Lewin Kłodzki to mia­stecz­ko nie­da­leko Ku­do­wy Zdro­ju w po­bli­żu gra­ni­cy z Cze­cha­mi. Po­łożone jest ma­low­ni­czo po­mię­dzy Wzgó­rza­mi Le­wiń­skimi a Gó­ra­mi Or­lic­kimi. Od wielu lat przy­jeż­dża­ją tu dzie­ci i mło­dzież z Otwoc­ka, dawniej zwłaszcza har­ce­rze, na letni i zi­mo­wy wy­po­czynek. Miej­sce to jest do­skona­łym punk­tem wy­pa­do­wym zimą — do u­pra­wiania spor­tów zi­mo­wych, a latem — dla zwie­dza­nia Gór Sto­łowych, Su­de­tów, ale rów­nież miejsc po­łożonych poza gra­ni­cami Pol­ski, ta­kich jak Skal­ne Mia­sto w Cze­chach, czy nawet Praga i Wie­deń.

piątek, 3 sierpnia 2012

Pod znakiem piernika i podróżnika (dzień 11)

W piąt­ko­wy ranek obu­dzi­ła nas burza, na szczę­ście dość od­le­gła.
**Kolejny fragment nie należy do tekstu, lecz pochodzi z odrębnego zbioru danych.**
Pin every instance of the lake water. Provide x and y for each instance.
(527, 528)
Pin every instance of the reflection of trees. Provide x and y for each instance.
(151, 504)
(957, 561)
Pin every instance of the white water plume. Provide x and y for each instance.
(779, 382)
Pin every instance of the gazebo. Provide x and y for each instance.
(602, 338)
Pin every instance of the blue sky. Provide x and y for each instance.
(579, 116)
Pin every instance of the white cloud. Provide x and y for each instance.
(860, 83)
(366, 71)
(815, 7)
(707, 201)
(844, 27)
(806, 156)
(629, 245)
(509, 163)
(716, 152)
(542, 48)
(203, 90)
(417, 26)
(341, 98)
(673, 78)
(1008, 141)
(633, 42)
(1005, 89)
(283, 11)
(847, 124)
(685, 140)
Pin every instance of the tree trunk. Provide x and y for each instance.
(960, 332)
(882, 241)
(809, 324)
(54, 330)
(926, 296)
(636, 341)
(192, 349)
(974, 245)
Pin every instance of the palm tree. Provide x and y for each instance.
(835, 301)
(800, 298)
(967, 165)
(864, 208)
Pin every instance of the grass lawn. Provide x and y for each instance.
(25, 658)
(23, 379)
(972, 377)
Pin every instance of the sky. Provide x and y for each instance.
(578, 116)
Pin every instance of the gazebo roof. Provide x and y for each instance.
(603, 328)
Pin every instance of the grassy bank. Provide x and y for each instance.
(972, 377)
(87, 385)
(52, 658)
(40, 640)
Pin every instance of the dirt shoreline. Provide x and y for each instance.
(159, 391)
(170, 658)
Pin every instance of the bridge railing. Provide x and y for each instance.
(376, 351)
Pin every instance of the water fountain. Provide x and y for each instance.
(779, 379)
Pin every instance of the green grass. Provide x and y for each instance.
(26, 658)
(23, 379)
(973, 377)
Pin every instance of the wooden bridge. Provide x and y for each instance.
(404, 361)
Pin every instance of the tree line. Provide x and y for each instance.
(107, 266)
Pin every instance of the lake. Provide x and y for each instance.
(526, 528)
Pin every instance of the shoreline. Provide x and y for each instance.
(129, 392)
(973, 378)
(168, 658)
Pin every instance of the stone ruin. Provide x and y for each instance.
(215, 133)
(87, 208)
Po śnia­daniu, gdy się wy­po­godzi­ło po­je­cha­li­śmy Czerm­nej – dziel­nicy Ku­do­wy Zdro­ju. Tam o­glą­da­li­śmy ka­pli­cę cza­szek, miej­sce u­pa­mięt­niają­ce o­fia­ry wojen i zaraz, jakie miały miej­sce przed wie­ka­mi na tym te­renia. Potem krót­ki wypad do Náchodu w Cze­chach: zwie­dza­nie mia­stecz­ka, we­ją­ście na górę zam­ko­wą i o­stat­nie za­ku­py. Po o­bie­dzie u­czest­ni­czy­liśmy w war­szatatach zdo­bie­nia pier­ników (nie da się o­powie­dzieć – szcze­gó­ły na fo­togra­fiach). Po ko­la­cji od­wie­dził nas po­dróż­nik. Opo­wia­dał o swo­ich po­dró­żach do Ame­ry­ki Pół­noc­nej.